The crash originated with sub prime but we were reliant on that growth too and leveraged in terms of gambling on those products.

You’re better off being realistic about this Labour gov and what growth it will achieve. We’ll see if the tax and spend (on welfare this time) brings about much. Or behaviour means growth stalls.

BloominNora · 27/11/2025 23:16

Yes, Brown admitted that in hindsight he shouldn't have reduced the financial oversight of the banks. He learned from it. He was also credited for his strong world leadership in addressing the crash and encouraging otherworld leaders to take action which meant the fallout was not as bad as it might have been.

I'm neither realistic, nor unrealistic about whether what Labour are currently doing this time will work. As I said, I think they've got some things wrong, but that is from an ideologically standpoint because no-one can know for sure until the changes have bedded in.

What I do know, with absolute, data backed certainty, is that the only thing that leads to true, sustainable and embedded growth is solid public services and wages that aren't stagnating - and whether or not I agree with everything they are doing in raising money, you cannot deny that they are investing money in public services.

A countries economy will not grow if increasing numbers of people can't get health care and are unfit for work, if young people don't get a decent education, if families struggle to find appropriate, affordable housing and if infrastructure is decaying.

The victorian entrepreneurs knew that. Why do you think Cadbury built the houses for his workers in Bournville and gave them Saturday afternoons and bank holidays off, provided medical and dental benefits, pensions, death benefits, education and recreational facilities. He understood that for Cadbury's to be successful then workers needed to be looked after. If he invested in them then they would reward him and the company with improved productivity and loyalty.

Alongwalky · 28/11/2025 06:13

You seem to rely quite heavily entirely on X for your news OP

EasternStandard · 28/11/2025 07:03

BloominNora · 27/11/2025 23:16

Yes, Brown admitted that in hindsight he shouldn't have reduced the financial oversight of the banks. He learned from it. He was also credited for his strong world leadership in addressing the crash and encouraging otherworld leaders to take action which meant the fallout was not as bad as it might have been.

I'm neither realistic, nor unrealistic about whether what Labour are currently doing this time will work. As I said, I think they've got some things wrong, but that is from an ideologically standpoint because no-one can know for sure until the changes have bedded in.

What I do know, with absolute, data backed certainty, is that the only thing that leads to true, sustainable and embedded growth is solid public services and wages that aren't stagnating - and whether or not I agree with everything they are doing in raising money, you cannot deny that they are investing money in public services.

A countries economy will not grow if increasing numbers of people can't get health care and are unfit for work, if young people don't get a decent education, if families struggle to find appropriate, affordable housing and if infrastructure is decaying.

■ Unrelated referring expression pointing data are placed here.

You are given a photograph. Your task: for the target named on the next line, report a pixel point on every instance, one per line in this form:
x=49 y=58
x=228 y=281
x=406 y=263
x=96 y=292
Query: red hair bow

The victorian entrepreneurs knew that. Why do you think Cadbury built the houses for his workers in Bournville and gave them Saturday afternoons and bank holidays off, provided medical and dental benefits, pensions, death benefits, education and recreational facilities. He understood that for Cadbury's to be successful then workers needed to be looked after. If he invested in them then they would reward him and the company with improved productivity and loyalty.

Yes but you need a strong private sector for that. Even Starmer / Reeves have said you cat tax your way to growth and Blair has backed tax cuts do he knows it too.

No one is against funding stuff, spending is the easy part. It’s the raising the funds that’s harder and growth being downgraded and no incentives for it in the private sector is an issue.

We do spend a lot on health and welfare is incredibly high. We still need the private sector to be encouraged to be strong.

Keep in mind Labour even have said higher taxes won’t do that.